Recognizing whatever appears as my own thought-forms,
As apparitions and visions in this intermediate state.
This is a crucial turning point on the path.
I will not fear the peaceful and terrifying visions in my mind.
If there is a lack of training or preparation during this transition into the final bardo, one will lapse into unconsciousness and find itself seeking rebirth, in which one wanders about seeking ordinary existence and to find a family to be born into. This bardo ends with the process of selecting another human incarnation.
The remaining instructions in the bardo of rebirth phase consist of how to first delay being born at all, and then on choosing the best kind of human rebirth. At a point during this stage the bardo traveler will have to respond to visions of men and women copulating, but is urged by the teachings not to join the activity, though one may be tempted to do so. It is as if the message is “Do not rush into incarnation. Staying with conscious intention at the very beginning is more likely to lead to a more conscious human lifetime.”
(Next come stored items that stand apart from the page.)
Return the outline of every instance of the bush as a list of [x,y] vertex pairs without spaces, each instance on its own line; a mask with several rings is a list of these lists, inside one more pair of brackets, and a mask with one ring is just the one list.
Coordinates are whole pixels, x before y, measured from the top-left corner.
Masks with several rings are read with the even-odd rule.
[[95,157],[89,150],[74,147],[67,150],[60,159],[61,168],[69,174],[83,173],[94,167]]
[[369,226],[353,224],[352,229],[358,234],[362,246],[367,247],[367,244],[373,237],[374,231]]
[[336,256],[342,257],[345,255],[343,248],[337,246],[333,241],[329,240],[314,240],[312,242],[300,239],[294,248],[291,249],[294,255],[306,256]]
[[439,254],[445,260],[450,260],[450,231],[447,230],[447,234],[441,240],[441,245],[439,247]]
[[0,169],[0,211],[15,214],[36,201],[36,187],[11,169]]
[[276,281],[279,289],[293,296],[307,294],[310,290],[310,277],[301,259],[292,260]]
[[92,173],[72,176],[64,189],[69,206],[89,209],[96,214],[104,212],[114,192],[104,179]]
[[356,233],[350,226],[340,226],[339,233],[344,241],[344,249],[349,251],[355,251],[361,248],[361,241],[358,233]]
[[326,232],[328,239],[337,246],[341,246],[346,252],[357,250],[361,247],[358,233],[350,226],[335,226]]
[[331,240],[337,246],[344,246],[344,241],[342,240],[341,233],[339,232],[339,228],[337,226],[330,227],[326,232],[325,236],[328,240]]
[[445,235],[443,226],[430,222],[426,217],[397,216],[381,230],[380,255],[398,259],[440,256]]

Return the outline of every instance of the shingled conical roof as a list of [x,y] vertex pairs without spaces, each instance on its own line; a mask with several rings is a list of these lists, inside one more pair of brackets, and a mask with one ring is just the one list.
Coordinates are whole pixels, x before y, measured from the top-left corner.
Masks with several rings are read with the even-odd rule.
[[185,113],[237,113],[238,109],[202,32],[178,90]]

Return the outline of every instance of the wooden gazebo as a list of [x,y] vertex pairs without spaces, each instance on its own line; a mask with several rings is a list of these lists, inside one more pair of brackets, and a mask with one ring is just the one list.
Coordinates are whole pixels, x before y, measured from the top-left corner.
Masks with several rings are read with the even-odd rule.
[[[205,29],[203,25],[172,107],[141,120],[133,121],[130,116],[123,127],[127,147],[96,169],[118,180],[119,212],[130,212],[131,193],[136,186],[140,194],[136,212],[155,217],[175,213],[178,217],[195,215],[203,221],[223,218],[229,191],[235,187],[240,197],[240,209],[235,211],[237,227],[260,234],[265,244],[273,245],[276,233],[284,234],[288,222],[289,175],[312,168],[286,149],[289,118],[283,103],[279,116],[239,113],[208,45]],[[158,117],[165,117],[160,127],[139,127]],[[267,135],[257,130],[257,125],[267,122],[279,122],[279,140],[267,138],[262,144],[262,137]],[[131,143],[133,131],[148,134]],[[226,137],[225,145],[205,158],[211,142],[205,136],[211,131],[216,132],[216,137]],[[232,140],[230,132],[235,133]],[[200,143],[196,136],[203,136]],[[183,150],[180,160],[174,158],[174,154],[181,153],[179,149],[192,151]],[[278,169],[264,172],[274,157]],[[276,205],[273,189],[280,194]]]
Ralph Metzner suggests that these visions of couples copulating are the soul’s vision of its own conception. At this choice point, the soul chooses which couple to have as parents. The Bardo Thödol says that if the voyager feels attraction to the female and aversion to the male, he will be reborn as male, and vice versa. To summarize this stage, the delay of return from the light and wisdom filled heaven-worlds should be held as long as possible, until an infinite amount of time has elapsed, and reincarnation feels natural. At the time of that choice Metzner’s translation of the sacred text’s guidance is as follows:
Now, as the bardo of rebirth dawns upon me,
I will hold one-pointedly to a single wish –
Continuously direction intention with a positive outlook.
Delaying the return to Earth-Life as long as possible.
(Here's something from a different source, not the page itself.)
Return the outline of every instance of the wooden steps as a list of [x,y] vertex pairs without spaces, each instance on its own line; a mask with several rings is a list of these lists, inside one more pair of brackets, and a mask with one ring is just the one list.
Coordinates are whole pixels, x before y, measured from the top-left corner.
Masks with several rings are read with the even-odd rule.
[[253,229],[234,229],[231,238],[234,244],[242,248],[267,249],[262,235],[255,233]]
I will concentrate on pure energy and love,
And cast off jealousy while meditating on the Guru Father-Mother.
This rebirth phase ends with the physical birth of the traveler when we start cycling through the three bardos of waking life. We hope this sheds insight into the mystical beliefs of those who practice meditation, yoga and psychedelic voyaging and that it aids in both life and death transitions.
Ralph Metzner. A New Look At The Psychedelic Tibetan Book Of The Death. Zig Zag Zen – Buddhism and Psychedelics. Allan Badiner.